- Born: Kasturi Naidoo 12 January 1978 (age 48) Durban, Natal, South Africa
- Citizenship: South Africa
- Occupations: Cricket commentator, sports journalist
- Years active: 1996–present
- Spouse: Ryk Meiring ​(m. 2004)​
- Children: 3
- Website: kassnaidoo.co.za

= Kass Naidoo =

South African sports broadcaster

Kasturi "Kass" Naidoo (born 1978) is a South African cricket commentator. She is widely recognised as South Africa's first female television cricket commentator, having made her broadcasting debut during the 2003 Cricket World Cup for the South African Broadcasting Corporation (SABC). She is also the founder of the gsport Trust.

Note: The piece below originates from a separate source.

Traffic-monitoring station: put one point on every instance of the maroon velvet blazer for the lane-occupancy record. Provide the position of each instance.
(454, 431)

==Early life and education==
Naidoo was born in Durban to Bugwathie and Sannasy Naidoo. Her family has origins in Visakhapatnam, Andhra Pradesh, India. She is the youngest of three children and has two older brothers. At the age of 14, she was inspired to pursue cricket commentary after hearing West Indian commentator Donna Symmonds during a series in South Africa. She attended the Durban University of Technology, where she earned a degree in journalism.

==Career==
Naidoo began her career as a vacation reporter for The Mercury newspaper in 1996. She also worked briefly for the South African Press Association and as producer for John Robbie at 702. She later joined the SABC, where she worked as a writer on the news desk and edited sports stories. She made her television cricket presenting debut during the 2003 Cricket World Cup in South Africa, hosted by the SABC. She made her radio cricket commentary debut alongside Neil Manthorp during the Boxing Day Test between South Africa and the West Indies in December 2003. Her international commentary debut came at the 2006 Hong Kong Sixes.

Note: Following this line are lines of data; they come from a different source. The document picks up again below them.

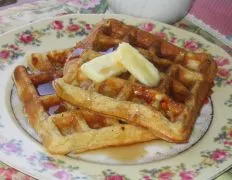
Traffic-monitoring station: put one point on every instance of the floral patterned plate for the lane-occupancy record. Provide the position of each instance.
(210, 156)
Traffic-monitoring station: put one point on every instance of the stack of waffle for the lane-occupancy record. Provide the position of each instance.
(119, 110)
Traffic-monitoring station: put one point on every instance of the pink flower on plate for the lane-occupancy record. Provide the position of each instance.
(146, 178)
(73, 27)
(165, 175)
(86, 4)
(191, 45)
(88, 26)
(222, 61)
(7, 172)
(26, 38)
(148, 27)
(61, 14)
(162, 35)
(219, 155)
(49, 165)
(4, 54)
(11, 147)
(182, 25)
(115, 177)
(12, 46)
(223, 73)
(230, 133)
(58, 25)
(187, 175)
(62, 175)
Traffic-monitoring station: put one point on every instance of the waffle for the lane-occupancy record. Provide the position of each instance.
(120, 110)
(186, 81)
(69, 129)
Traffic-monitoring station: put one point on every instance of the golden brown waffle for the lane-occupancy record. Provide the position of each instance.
(120, 110)
(186, 81)
(69, 129)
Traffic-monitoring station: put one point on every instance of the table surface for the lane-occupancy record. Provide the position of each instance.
(25, 11)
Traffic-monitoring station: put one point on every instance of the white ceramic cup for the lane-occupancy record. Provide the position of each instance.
(168, 11)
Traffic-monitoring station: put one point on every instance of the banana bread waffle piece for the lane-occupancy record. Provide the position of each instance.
(186, 81)
(70, 129)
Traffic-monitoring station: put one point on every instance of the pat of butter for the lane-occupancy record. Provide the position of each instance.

In 2008, Naidoo joined Cricket South Africa (CSA) as Commercial and Corporate Relations Manager, where she worked on shaping the brands of CSA and the Proteas. She left CSA in 2012 to focus on her own projects.

In 2020, Naidoo commentated on the Pakistan Super League. In July 2021, she made her Sky Sports debut as a host of The Hundred. In December 2021, she made her SuperSport cricket commentary debut. She was part of the commentary panel for the 2023 Cricket World Cup in India, calling the opening match between England and New Zealand. She also commentated at the 2024 ICC Men's T20 World Cup and the 2025 ICC Women's Cricket World Cup.

In 2024, Naidoo received the Minister's Recognition of Excellence Award at the South African Sport Awards.

==Personal life==
Naidoo married Ryk Meiring in 2004. They have three children, Daniel, Ella, and Luke. Her father, Sannasy, died in 2012.